発足から10年を迎えた「青谷古文書を読む会」のメンバー

 京都府城陽市の市民サークル「青谷古文書を読む会」が、発足から10年を迎えたことを記念し、江戸時代の古文書を翻刻、解読した冊子を発行した。学習成果を形にしようと冊子にまとめた塚脇康宏会長(67)=同市市辺=は「近世京都の大商家の婚礼を伝える貴重な史料だと思う」と話す。
 手掛けた古文書は「縫嫁入祝儀控(ぬいよめいりしゅうぎひかえ)」。江戸後期の天保年間、現在の京都市内にあった商家の娘が別の商家に嫁ぐ際の婚礼儀式の模様や、もらった餞別、嫁入り道具を運んだ人への謝礼の額などを娘側の家が詳細に記録した。塚脇会長が入手した原本を、会メンバーが1年かけて解読した。
 むこやしゅうとが嫁側の家を訪ねた際の宴席では、タイやハモ、ウズラといった高級食材をふんだんに使った料理を出した、とある。
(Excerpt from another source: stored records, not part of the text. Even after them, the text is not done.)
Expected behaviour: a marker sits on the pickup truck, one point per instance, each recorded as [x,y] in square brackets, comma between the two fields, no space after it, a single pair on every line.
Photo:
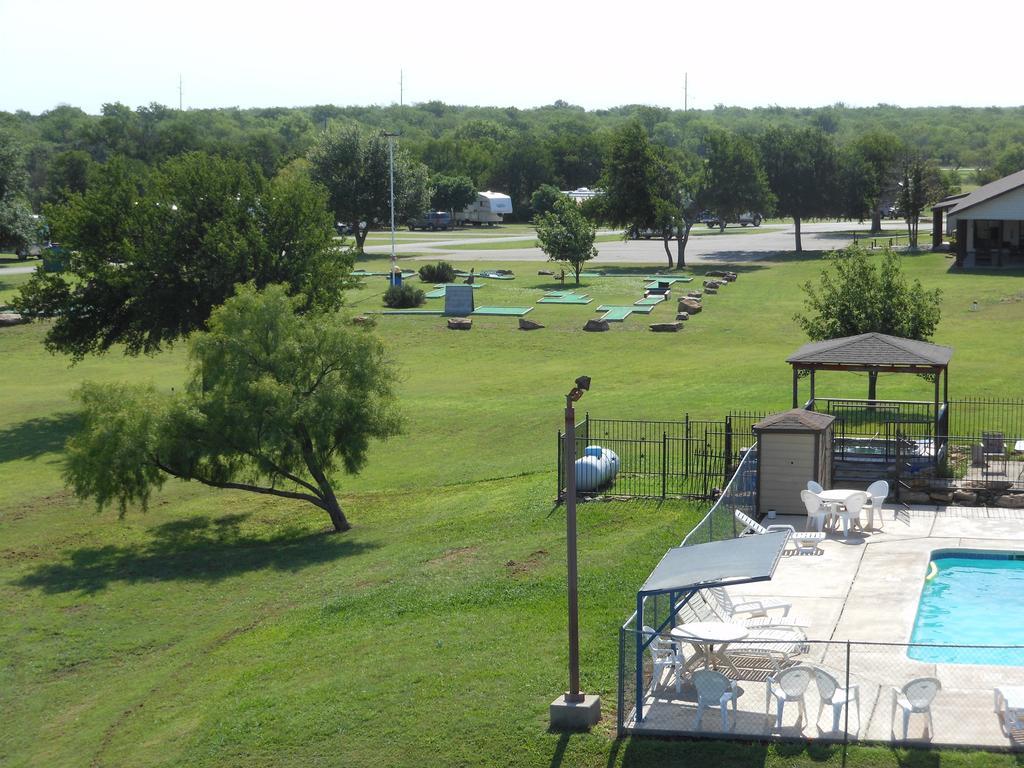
[744,218]
[432,220]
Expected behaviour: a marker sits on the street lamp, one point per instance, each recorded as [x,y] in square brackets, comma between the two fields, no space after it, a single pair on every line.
[572,710]
[390,164]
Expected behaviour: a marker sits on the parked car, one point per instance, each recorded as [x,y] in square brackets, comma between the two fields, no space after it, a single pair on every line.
[749,217]
[432,220]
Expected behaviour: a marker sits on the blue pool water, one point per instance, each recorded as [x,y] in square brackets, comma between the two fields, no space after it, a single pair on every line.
[976,598]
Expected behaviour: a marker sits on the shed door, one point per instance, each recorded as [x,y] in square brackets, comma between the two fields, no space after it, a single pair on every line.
[786,463]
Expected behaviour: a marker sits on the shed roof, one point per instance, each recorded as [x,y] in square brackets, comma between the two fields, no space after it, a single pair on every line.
[871,349]
[749,558]
[988,192]
[798,418]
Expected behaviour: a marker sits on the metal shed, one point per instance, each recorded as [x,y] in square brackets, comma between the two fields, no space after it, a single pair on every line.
[794,446]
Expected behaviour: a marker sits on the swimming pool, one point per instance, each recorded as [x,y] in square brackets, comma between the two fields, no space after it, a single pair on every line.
[972,597]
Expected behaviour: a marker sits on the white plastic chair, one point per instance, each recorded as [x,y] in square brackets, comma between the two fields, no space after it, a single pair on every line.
[803,542]
[665,654]
[788,685]
[816,509]
[851,510]
[916,697]
[832,693]
[715,689]
[879,492]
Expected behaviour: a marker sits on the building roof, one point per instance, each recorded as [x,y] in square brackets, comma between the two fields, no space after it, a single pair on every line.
[949,202]
[872,349]
[749,558]
[798,418]
[989,192]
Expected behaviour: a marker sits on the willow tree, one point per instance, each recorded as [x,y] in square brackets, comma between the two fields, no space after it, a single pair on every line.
[278,401]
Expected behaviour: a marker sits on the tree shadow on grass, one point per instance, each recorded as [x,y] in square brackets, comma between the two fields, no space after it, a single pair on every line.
[199,549]
[32,438]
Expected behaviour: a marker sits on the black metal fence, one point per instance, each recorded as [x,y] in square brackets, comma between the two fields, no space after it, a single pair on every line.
[687,459]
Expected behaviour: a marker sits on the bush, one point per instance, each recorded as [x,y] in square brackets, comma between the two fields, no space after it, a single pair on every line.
[403,296]
[439,272]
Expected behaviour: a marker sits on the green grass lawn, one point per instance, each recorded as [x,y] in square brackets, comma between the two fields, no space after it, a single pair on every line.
[221,629]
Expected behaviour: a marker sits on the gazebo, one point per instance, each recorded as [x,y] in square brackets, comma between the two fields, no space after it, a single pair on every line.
[872,353]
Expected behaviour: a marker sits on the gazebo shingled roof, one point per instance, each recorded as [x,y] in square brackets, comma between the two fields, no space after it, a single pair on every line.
[872,352]
[875,349]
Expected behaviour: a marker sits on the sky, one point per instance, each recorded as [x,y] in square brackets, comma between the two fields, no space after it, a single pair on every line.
[595,54]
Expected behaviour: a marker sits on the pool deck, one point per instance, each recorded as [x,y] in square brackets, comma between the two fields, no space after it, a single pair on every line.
[865,590]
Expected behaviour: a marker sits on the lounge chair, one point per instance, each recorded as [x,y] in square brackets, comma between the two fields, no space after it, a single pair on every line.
[832,693]
[916,697]
[756,606]
[803,542]
[767,648]
[788,685]
[715,689]
[879,492]
[817,510]
[665,654]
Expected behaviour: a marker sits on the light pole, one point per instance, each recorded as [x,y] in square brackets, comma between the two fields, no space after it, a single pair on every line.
[573,710]
[390,164]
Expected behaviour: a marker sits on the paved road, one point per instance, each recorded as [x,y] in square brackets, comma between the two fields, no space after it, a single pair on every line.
[733,245]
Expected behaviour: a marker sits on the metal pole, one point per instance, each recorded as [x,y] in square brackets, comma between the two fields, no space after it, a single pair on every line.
[390,162]
[573,695]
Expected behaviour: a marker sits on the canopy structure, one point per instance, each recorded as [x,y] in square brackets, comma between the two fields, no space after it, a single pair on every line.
[873,353]
[683,570]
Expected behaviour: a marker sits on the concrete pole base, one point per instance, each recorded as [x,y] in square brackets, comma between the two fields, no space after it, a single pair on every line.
[570,716]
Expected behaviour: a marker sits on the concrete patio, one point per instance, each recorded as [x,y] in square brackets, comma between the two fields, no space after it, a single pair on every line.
[864,590]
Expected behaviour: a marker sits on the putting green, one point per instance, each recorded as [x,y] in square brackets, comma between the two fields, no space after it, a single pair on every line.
[564,300]
[513,311]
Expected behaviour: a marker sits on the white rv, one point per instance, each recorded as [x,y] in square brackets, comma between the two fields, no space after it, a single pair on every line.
[488,209]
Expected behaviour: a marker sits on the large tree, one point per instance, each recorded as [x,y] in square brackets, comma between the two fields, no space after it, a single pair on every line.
[150,256]
[872,169]
[16,224]
[276,402]
[802,170]
[858,293]
[734,177]
[922,183]
[354,167]
[566,236]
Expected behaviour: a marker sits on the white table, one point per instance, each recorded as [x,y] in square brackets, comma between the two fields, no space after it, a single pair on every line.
[704,636]
[838,496]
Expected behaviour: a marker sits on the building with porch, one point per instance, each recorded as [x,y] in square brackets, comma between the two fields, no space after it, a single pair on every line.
[988,223]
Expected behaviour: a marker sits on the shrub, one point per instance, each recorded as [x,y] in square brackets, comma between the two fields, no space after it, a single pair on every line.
[439,272]
[403,296]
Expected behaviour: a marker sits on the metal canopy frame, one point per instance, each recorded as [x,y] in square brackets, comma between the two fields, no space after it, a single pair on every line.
[684,570]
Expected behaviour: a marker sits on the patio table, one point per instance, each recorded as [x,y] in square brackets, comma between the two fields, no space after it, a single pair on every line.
[836,497]
[704,636]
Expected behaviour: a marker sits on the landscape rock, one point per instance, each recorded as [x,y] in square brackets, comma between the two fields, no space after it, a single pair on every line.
[967,498]
[915,497]
[11,318]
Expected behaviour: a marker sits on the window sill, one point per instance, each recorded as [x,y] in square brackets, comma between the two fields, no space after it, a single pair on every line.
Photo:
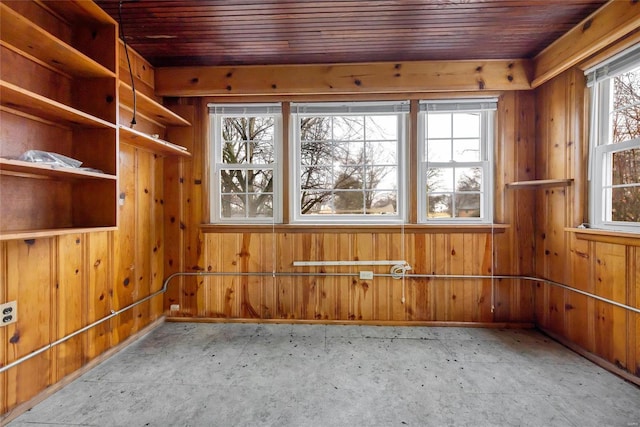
[606,236]
[341,228]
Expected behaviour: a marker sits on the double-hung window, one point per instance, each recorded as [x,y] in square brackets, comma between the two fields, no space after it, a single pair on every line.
[348,161]
[245,181]
[615,142]
[455,160]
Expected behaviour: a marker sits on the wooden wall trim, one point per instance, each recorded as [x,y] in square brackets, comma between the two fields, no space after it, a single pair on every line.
[345,79]
[608,24]
[430,323]
[342,228]
[616,237]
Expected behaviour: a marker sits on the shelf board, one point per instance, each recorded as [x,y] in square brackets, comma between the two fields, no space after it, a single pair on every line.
[15,97]
[35,170]
[149,107]
[29,38]
[540,183]
[44,233]
[140,139]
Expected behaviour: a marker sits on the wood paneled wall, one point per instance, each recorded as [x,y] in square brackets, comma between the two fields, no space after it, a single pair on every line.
[428,250]
[602,266]
[66,282]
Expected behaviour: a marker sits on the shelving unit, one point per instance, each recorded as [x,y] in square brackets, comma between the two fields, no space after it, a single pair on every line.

飢饉や大塩平八郎の乱(1837年)が起こって庶民が困窮した時代でも、大商家が豪華な生活をしていたことがうかがえる。
 餞別リストでは、誰から何をもらったかを詳細に記録し、塚脇さんら会のメンバーは「当時の商家が人のつながりを大切にしていたことが分かる」。餞別の中には百人一首のかるたや和歌もあり、教養ものぞくという。
 会は、塚脇さんの呼び掛けで開いた講座をきっかけに発足し、メンバーは現在13人。事前に配られる資料のコピーを各自が解読し、月に1回集まって突き合わせている。会での活動を契機に、大学の古文書講座などに参加する人もいるといい、塚脇さんは「古文書を読む輪を広げたいと思ってやってきた。みんなが興味を持ち、力を付けてきた」と喜ぶ。
 冊子には、今回の解読に対する感想や、活動の思い出を振り返り、「ゆっくり楽しく、古文書の世界に浸っていきたい」などと記したメンバーの文章も掲載した。
 50部発行。希望者に1冊千円で販売する。